Hamada in Shimane prefecture is a small city on the Japan Sea, and known for its attractive white sand beaches. Hamada was once a bustling port in the Middle Ages for trade with the Asian mainland, and today still has the area's only deep-sea harbor.
|Buddha made from fishing buoys, at Tadaji Temple, Shimane Prefecture|
The founder of Tadaji was a disciple of the great Japanese Buddhist priest, Kukai (774-835), the founder of the Shingon school of Buddhism that preserves the tantric form of Buddhism that has since died out in China. The founder accompanied Kukai to Tang China at the end of the 8th century, where they both studied under the Buddhist monk Huiguo. The founder returned to Japan in 806, two years before Kukai did, and in his subsequent wanderings settled on the current site as an auspicious location-which no doubt had something to do with the "magical" view. Here he established a temple, enshrining a golden statue of the Kannon, the goddess of mercy that he had brought back from China. Tadaji is also famous for having over sixty wooden Buddhas carved from drift timber.
The cute figurine pictured here was photographed at Tadaji Temple. Its face looks typical of a Buddhist image, as well as its arm and hand gestures, and it is standing on a lotus. The four characters on the doll: 平生往生, are pronounced hei-zei-oh-joh. This is originally a Buddhist phrase that means something like "All good things come to those who wait," or, more specifically, that attaining Buddhahood is a matter of living one's life normally, accruing virtue, and awaiting that moment of salvation. However, it has also come to take on the quite different meaning of "A stitch in time saves nine."

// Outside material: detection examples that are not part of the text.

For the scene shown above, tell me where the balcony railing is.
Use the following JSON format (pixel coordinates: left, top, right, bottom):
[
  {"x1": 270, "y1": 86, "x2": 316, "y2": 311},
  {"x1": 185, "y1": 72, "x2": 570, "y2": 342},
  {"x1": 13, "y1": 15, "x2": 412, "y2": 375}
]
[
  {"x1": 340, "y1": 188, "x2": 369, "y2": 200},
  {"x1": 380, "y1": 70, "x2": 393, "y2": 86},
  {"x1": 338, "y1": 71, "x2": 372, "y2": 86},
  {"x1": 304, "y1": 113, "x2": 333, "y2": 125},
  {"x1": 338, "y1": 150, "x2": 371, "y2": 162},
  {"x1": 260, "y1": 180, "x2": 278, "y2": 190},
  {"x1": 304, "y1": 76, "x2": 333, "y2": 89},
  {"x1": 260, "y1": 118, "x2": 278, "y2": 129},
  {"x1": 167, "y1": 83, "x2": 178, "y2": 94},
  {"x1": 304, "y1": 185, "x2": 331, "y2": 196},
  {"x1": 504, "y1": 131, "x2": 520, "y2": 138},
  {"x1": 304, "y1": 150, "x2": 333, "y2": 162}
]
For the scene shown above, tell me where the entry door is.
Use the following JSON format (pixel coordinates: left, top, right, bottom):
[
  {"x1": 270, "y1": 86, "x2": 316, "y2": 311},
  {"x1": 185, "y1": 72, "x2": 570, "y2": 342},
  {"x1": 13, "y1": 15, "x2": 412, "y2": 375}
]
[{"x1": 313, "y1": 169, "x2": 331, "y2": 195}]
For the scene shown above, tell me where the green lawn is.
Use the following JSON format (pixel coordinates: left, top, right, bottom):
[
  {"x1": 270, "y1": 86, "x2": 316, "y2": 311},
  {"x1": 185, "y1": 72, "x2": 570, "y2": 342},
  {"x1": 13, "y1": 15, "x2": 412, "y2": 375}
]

The saying originated in the teachings of Shinran (1173-1263), the monk who founded the Jodo Shinshu sect of Buddhism. Jodo Shinshu has an especially strong following in western Japan: specifically Hiroshima, Yamaguchi, Shimane, and Oita, so is especially well-known in these prefectures. Although Tadaji Temple belongs to the Shingon sect, not Jodo Shinshu, apparently the phrase is an intimate enough part of the culture to appear even in a Shingon Buddhist temple without seeming odd.